Does anyone know how to save money on gluten free foods?
MOST HELPFUL POSTS
Dora - posted on 06/14/2012
We started the diet about a yr. and a half ago and I was in the same position as you are now. I was spending so much. I do not know where you are located but if you have an Aldi, Big Lots or Kroger in the area, that is where I do good. The Aldi and Big Lots have the biggest savings. You can go on the Kroger site or call them and they will give you a list of all the Kroger Brand that is GF!!! This helps a ton. You can also go to www.stockpilingmoms.com and they send emails and some coupons are on their site as well. There are other places that offer coupons to. Udi's has printable coupons. Good luck. Very much worth the effort. Oh yes, there are also easy recipes out there that require no flour to make. Flourless cookies, they do have peanut butter so as long as there is no peanut issue this would be fine. There is also a good recipe for a Flourless walnut cake. I made it and used pecan meal instead of walnut so it is interchangeable with other nut meals....again...as long as there is no nut allergy.
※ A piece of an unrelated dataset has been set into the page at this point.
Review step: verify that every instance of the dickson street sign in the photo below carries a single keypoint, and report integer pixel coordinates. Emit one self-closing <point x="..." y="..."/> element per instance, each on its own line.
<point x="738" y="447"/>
Annie - posted on 06/28/2012
My son has been on a GF diet for 10 years now. I had never heard the tip to use the corn starch to make Bob's Red Mill stretch before. I will HAVE to try it!
Another thing that my kids like is this....take chicken strips, dip in egg, dip in crushed up corn flakes and either fry or bake.
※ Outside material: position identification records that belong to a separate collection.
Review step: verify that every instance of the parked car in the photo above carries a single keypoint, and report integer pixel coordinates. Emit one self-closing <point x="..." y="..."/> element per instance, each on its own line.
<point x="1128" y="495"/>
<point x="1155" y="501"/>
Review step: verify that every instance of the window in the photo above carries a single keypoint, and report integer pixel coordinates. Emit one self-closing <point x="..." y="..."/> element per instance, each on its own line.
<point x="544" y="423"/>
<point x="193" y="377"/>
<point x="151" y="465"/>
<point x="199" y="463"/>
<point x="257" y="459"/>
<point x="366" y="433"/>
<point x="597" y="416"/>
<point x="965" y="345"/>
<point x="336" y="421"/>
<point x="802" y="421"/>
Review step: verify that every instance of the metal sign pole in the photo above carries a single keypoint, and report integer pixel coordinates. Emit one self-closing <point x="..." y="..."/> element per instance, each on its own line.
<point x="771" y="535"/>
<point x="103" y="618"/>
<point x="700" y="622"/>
I second the idea of going to Trader Joe's for GF bread if you have one nearby. Their bread is AWESOME and my son tells me that it tastes the closest to "normal" bread.
As far as pastas, my son says that Quinoa pasta is the closest tasting GF pasta to wheat. We don't buy it very often because it is soooo expensive!
CelloMom - posted on 06/24/2012
Trader Joe's has GF bread and own-brand pasta (rice based) that's pretty good, and less expensive than elsewhere. My branch has occasional GF tours around the store.
Making from scratch is always cheapest. And you get total control of the other ingredients as well. In the case of bread, there is no gluten, so no kneading! you just stir the ingredients, tip in the bread pan, and off you go. Making cream of X soups is a cinch: I never get clumps with corn starch.
Also, I've found going GF is a straightforward way to cut down on the cookies and other sugar-rich stuff. We load up on fruits now, not a bad switch. (Of course, ice cream and chocolate are still on the menu, thank goodness: you got to live).
Jeanette - posted on 06/24/2012
I would add that you should learn to cook from scratch. For example, you can coat chicken slices in corn starch and fry them in ~ 1/2 an inch of oil to make good chicken nuggets. If you want to get fancy, season the corn starch with various herbs and spices such as garlic salt. They won't be shaped like dinosaurs, but they are probably healthier and just as tasty (if not more so). Other gluten free possibilities to cook from scratch would be fudge for dessert, and breads. I use a combination of half corn starch and half Bob's Red Mill all purpose gluten free flour. The corn starch is not very nutritious, but it makes the gluten free flour last longer.
In addition, I second the suggestion to cook Asian dishes, there are plenty of good recipes out there that are easy to make.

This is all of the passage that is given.